I should say, up front, that Confess, Fletch, now in theaters and streaming on demand, is a quietly delightful new entry in the Fletch series, previously established in the novels by Gregory MacDonald, the memorable 1985 Chevy Chase movie Fletch, and the completely unmemorable 1989 Chevy Chase movie Fletch Lives. Hamm takes over the role of I.M. Fletcher, the flippant, charming investigative reporter who in Confess, Fletch is accused of committing a murder and takes it upon himself to determine who the actual killer is. It is a perfect part for Hamm and exactly the sort of starring role he should have been playing since Mad Men ended.

You know what else Jon Hamm should have been doing since Mad Men ended? Taking every available opportunity to work with John Slattery again, which is exactly what he does in Confess, Fletch. Slattery makes his appearance about midway through the movie as Fletch’s former editor Frank Jaffe. Fletch goes to visit Frank at the Boston Sentinel, and as soon as he walks into the newsroom, Frank shouts the following phrase at the receptionist escorting him: “You let this prick in?” I promise you this: That question has never sounded more beautiful. Then Hamm and Slattery start arguing about money Fletch owes Frank, and it’s as if Don Draper and Roger Sterling have been reincarnated.
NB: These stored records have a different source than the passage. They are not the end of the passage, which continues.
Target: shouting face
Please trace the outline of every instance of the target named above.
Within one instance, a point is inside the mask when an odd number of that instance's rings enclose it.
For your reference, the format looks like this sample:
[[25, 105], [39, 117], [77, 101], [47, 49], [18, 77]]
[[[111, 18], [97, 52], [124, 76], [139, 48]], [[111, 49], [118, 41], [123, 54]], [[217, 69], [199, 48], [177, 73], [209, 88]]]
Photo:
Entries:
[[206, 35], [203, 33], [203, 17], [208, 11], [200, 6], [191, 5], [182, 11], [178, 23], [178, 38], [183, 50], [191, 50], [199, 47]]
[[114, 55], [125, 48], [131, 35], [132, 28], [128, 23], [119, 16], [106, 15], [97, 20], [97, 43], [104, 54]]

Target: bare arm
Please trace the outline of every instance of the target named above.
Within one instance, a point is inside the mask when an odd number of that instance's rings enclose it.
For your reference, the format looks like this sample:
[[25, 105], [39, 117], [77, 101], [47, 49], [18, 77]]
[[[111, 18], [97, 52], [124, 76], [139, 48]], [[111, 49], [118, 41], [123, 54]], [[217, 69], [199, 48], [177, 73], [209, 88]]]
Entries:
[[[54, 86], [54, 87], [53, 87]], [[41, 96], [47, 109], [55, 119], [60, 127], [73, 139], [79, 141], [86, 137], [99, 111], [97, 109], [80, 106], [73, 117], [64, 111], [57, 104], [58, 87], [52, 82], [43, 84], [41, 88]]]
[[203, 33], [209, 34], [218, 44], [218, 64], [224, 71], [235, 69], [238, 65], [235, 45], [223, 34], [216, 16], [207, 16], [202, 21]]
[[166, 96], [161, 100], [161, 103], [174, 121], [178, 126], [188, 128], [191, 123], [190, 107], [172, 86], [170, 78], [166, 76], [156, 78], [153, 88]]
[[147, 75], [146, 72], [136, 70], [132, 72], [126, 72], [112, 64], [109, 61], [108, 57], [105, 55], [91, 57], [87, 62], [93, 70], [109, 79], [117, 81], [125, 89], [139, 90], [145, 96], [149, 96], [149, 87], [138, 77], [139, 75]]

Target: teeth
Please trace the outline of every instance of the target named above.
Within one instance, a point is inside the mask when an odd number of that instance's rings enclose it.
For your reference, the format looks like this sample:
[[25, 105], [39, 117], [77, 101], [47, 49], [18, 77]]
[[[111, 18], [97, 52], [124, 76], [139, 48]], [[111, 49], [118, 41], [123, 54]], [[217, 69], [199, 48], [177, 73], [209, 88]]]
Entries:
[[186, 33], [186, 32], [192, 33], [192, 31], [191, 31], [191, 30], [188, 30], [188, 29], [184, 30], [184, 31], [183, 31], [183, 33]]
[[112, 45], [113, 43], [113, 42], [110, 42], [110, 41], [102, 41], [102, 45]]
When Fletch notes that the newsroom is mostly empty, Frank starts complaining that people still haven’t returned to the office post-COVID. “They’re still working from home. Can you believe it?” says Frank, who looks as if he hasn’t slept in 11 years. “Fucking babies.” Then he starts complaining about millennials. Is this something Roger Sterling would have done if he were alive in 2022 and knew what a millennial was? Oh my God, yes. A thousand times yes.

Eventually, Frank suggests that the two meet in Frank’s “real office,” which of course is a bar, and then Jon Hamm and John Slattery go to a bar and drink together, and that is when my heart sang and my soul finally knew peace again for the first time since 2015. Did my eyes grow teary as I watched these two handsome men throw back shots and chase them with pints of beer? I will not lie to you, reader. They did.

I won’t ruin the entire movie, of course, but I will say that the ending very much tees up a sequel in the form of an adaptation of the next novel in the Fletch series, Fletch’s Fortune, which would definitely reunite Hamm and Slattery again, which is why everyone needs to see Confess, Fletch to make sure that follow-up happens. I, personally, need both of them to appear onscreen together on a more regular basis, and I firmly believe society as a whole would benefit as well. If we can’t have more Mad Men, let us at least have this.